Statistically Motivated 3 D Faces Reconstruction

Facial surgeons require a vast amount of knowledge about the human face, in order to decide how to reconstruct an injured or traumatized part. Does this knowledge consist only of explicit notions about face anatomy, or is there also an implicit knowledge of the normal appearance of a face? And if the answer to the latter question is affirmative, is there a way for a computer to automatically learn this implicit knowledge and exploit it to predict the optimal reconstruction of part of a face? A set of examples of human faces, acquired as 3D surfaces, can be used to build a statistical model, which can generate synthetic faces or analyze novel ones.
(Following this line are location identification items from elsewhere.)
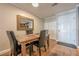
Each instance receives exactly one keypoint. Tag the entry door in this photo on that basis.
(67, 27)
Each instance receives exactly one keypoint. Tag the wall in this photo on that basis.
(50, 23)
(8, 22)
(53, 25)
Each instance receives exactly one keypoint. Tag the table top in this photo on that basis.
(27, 38)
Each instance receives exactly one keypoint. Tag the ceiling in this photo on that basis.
(45, 9)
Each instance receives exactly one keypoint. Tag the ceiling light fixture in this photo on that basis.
(35, 4)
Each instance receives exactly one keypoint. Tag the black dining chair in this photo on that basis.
(15, 47)
(29, 31)
(41, 42)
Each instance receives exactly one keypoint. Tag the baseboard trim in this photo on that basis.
(4, 52)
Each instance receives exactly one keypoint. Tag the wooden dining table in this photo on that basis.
(25, 40)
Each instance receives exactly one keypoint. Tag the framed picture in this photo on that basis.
(24, 23)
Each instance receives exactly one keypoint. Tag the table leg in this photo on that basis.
(23, 49)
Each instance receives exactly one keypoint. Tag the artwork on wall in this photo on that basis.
(24, 23)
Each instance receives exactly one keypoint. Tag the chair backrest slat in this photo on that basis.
(13, 41)
(43, 37)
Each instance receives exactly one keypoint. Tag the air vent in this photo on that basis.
(54, 4)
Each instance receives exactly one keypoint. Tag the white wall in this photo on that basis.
(8, 22)
(50, 23)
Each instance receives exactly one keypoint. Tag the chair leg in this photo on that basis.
(48, 43)
(39, 51)
(45, 48)
(10, 54)
(30, 49)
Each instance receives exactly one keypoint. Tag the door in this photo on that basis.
(67, 27)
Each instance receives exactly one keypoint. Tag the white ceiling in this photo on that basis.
(45, 9)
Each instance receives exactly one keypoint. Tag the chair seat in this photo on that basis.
(19, 48)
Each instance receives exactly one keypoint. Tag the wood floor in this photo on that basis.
(57, 50)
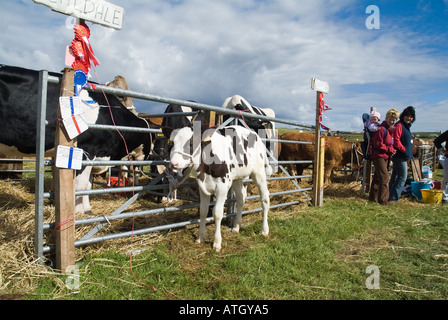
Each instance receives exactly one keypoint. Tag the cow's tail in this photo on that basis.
(268, 167)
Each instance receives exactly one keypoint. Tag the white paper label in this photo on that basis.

Such a model is also able to reconstruct the missing part of a face in a statistically meaningful way: any face which can be generated by such a model has a certain probability, and the optimal reconstruction can be defined as the one which maximizes it, given the available data. However, since the model is built from a finite set of examples, it cannot generate any possible face, and therefore the purely statistical reconstruction will not perfectly fit the available data, leading to discontinuities at the boundary between the missing and the available data. In order to avoid this, we look for the surface that explicitly satisfies the continuity constraints at the boundary, and at the same time approximates the first derivatives of the statistical prediction. This leads to a partial differential equation, which can be solved numerically as a linear system. As an example, we show how this method performs reconstructing the noses of a set of test faces.